I may not be aware of other household routines, but when I was young – long ago – Monday was religiously accepted as “wash day.”
For decades, each day was a definite chore day. In 1620, our ancestors happened to arrive on these shores on a Monday, and set to work washing clothes soiled on their long voyage.
My Mother’s ancestors were of that colony, actually the fourth trip over, but Monday wash days must have been set aside as wash day by them.
Today, as we deal weekly, or even daily, with clothes in some manner, ponder over the no-iron materials in today’s clothes and quickly attend to the automatic washer, do we even realize what our ancestors used as tools to do the laundry?
In the days of my youth, one full day was required to do the laundry.
When I would arise at 7 a.m. to prepare for school, my Mother would have breakfast ready and the clothes already soaking in the galvanized tub of clean water that I had filled, bucket by bucket, the night before. Actually, there were three tubs, one to soak the clothes to loosen the dirt, one to scrub by hand in soapy water and one to rinse the clothes.
My Mother used a scrub board well into the 1930s when she finally bought her first Maytag washing machine.
Making soap.
Our pioneer folks also had to make their own soap. They usually began the chore by collecting wood ashes – the main ingredient to make lye soap.
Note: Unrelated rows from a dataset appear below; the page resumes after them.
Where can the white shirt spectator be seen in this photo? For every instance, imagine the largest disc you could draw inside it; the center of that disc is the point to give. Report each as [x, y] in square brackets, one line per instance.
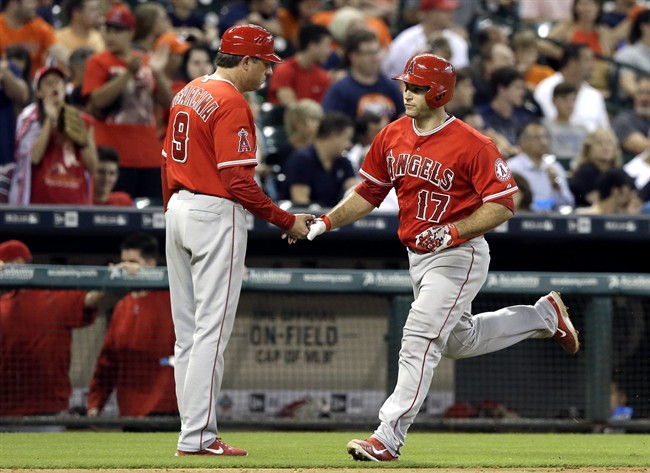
[639, 169]
[590, 110]
[545, 197]
[413, 40]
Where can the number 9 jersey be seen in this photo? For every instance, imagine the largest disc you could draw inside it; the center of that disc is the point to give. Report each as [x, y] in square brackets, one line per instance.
[439, 176]
[211, 127]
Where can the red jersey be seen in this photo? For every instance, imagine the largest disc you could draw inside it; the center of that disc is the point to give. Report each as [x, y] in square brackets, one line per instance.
[307, 84]
[201, 108]
[129, 125]
[440, 176]
[35, 336]
[134, 357]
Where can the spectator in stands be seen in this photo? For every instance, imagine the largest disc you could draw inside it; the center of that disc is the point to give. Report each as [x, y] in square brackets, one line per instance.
[19, 55]
[473, 118]
[320, 174]
[364, 88]
[196, 62]
[366, 128]
[576, 67]
[600, 153]
[535, 11]
[639, 169]
[151, 22]
[294, 15]
[300, 125]
[635, 54]
[189, 23]
[77, 68]
[614, 194]
[302, 76]
[633, 126]
[524, 198]
[464, 92]
[505, 112]
[14, 95]
[56, 154]
[548, 181]
[135, 358]
[106, 174]
[583, 26]
[82, 30]
[19, 24]
[35, 335]
[526, 49]
[257, 12]
[371, 17]
[496, 56]
[123, 87]
[434, 16]
[566, 137]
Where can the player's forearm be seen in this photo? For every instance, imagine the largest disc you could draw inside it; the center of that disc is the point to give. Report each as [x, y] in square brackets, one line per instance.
[352, 208]
[485, 218]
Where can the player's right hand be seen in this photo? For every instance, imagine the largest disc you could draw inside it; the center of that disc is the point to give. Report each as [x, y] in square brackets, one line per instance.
[317, 227]
[300, 228]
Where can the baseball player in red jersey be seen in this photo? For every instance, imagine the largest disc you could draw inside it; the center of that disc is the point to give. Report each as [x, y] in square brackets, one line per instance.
[208, 183]
[452, 187]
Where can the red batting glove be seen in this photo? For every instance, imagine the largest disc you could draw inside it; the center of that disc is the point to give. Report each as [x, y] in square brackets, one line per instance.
[437, 238]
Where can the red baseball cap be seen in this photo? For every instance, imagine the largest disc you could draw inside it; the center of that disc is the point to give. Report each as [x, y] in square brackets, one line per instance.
[43, 71]
[120, 17]
[426, 5]
[12, 250]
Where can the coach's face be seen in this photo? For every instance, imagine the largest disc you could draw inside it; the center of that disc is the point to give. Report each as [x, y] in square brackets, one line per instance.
[414, 101]
[258, 70]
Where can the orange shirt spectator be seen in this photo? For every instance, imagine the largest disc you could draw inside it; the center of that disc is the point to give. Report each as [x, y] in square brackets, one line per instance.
[20, 25]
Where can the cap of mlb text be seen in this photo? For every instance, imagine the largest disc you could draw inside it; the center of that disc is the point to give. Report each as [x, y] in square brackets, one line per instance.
[11, 250]
[120, 17]
[426, 5]
[43, 71]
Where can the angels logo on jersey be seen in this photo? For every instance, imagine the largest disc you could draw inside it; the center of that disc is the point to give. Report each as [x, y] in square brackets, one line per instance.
[244, 145]
[501, 170]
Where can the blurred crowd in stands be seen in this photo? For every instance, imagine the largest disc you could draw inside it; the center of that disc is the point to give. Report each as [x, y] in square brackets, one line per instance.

Usually one of the first items built after a house was constructed, was an ash or leach hopper to hold wood ashes. Large quantities of wood ash from the cooking and heating fires were poured into the hopper.
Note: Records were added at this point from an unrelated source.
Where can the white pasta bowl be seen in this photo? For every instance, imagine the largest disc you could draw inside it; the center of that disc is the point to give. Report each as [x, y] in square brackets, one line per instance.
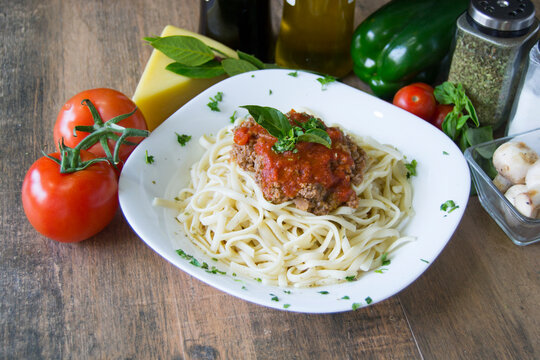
[442, 175]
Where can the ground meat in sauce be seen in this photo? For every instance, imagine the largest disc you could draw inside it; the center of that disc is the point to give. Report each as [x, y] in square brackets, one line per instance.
[315, 178]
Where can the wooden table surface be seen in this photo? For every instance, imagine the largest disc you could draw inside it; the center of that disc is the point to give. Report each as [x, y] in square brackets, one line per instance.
[112, 297]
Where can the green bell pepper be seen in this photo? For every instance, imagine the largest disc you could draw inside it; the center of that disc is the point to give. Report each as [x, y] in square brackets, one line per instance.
[405, 41]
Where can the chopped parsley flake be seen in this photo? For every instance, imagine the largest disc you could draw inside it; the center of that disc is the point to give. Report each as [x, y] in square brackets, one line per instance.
[149, 159]
[193, 261]
[233, 117]
[384, 260]
[213, 104]
[182, 139]
[449, 206]
[411, 168]
[327, 79]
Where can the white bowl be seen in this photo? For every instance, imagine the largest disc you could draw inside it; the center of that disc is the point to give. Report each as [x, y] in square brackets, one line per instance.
[442, 175]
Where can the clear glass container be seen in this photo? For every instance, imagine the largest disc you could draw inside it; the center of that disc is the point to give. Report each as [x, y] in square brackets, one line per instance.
[492, 41]
[522, 230]
[316, 35]
[524, 115]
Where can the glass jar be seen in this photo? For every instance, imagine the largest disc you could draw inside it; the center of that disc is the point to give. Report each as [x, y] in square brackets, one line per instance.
[492, 40]
[316, 35]
[240, 24]
[524, 115]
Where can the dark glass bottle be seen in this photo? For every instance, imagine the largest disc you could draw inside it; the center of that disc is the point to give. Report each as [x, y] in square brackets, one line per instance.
[240, 24]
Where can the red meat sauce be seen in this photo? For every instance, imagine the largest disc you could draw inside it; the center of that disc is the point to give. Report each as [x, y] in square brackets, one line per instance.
[316, 178]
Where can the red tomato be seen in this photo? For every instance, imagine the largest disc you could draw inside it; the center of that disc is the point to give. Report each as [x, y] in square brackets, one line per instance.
[109, 103]
[440, 114]
[417, 99]
[69, 207]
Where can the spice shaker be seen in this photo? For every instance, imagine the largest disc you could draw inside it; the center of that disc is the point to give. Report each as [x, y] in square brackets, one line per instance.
[524, 115]
[492, 40]
[316, 35]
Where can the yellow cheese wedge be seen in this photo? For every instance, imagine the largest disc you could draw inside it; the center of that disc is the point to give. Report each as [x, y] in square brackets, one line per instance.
[161, 92]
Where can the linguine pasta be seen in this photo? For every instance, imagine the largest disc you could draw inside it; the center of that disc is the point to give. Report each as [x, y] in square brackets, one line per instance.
[224, 212]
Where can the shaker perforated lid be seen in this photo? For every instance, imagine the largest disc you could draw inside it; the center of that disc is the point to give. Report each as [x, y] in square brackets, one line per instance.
[502, 15]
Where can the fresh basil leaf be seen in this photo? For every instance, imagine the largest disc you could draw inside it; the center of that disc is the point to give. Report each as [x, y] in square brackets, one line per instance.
[251, 59]
[236, 66]
[273, 120]
[317, 136]
[186, 50]
[207, 70]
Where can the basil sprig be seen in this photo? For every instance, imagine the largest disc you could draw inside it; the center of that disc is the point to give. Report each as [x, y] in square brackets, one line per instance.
[278, 125]
[461, 124]
[194, 59]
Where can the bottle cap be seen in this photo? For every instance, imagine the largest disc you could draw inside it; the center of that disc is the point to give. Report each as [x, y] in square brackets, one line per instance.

Then, enough water to leach was poured into the ashes to “set the leach.” Some old timers judged by the ability of an egg or potato to float on top, if about a half inch of either remained above the water, the lye water was ready.
When the lye was ready, it was stirred in a large pot with salvaged grease from cooking and rendering. Ingredients were guess work or from memory – usually an average was three bushels of ashes to 12 pounds of grease, which yielded about a half barrel of soap.
The phrase “soft soap” undoubtedly came from this soap. Before the ingredients cooked entirely, some was removed for baths – “soft soap” it was called. Into this soft soap, people worked in some natural herbs to create fragrance. In areas where bayberry grew wild, this fruit was used for fragrance, other folks used sassafras.
Old wash pots and scrub boards are popular items among today’s collectors. The ridged scrub boards were made of several materials, the more enduring the board, the longer it lasted.
Galvanized metal is often the most typical material found, although wood, glass, brass, granite were also used.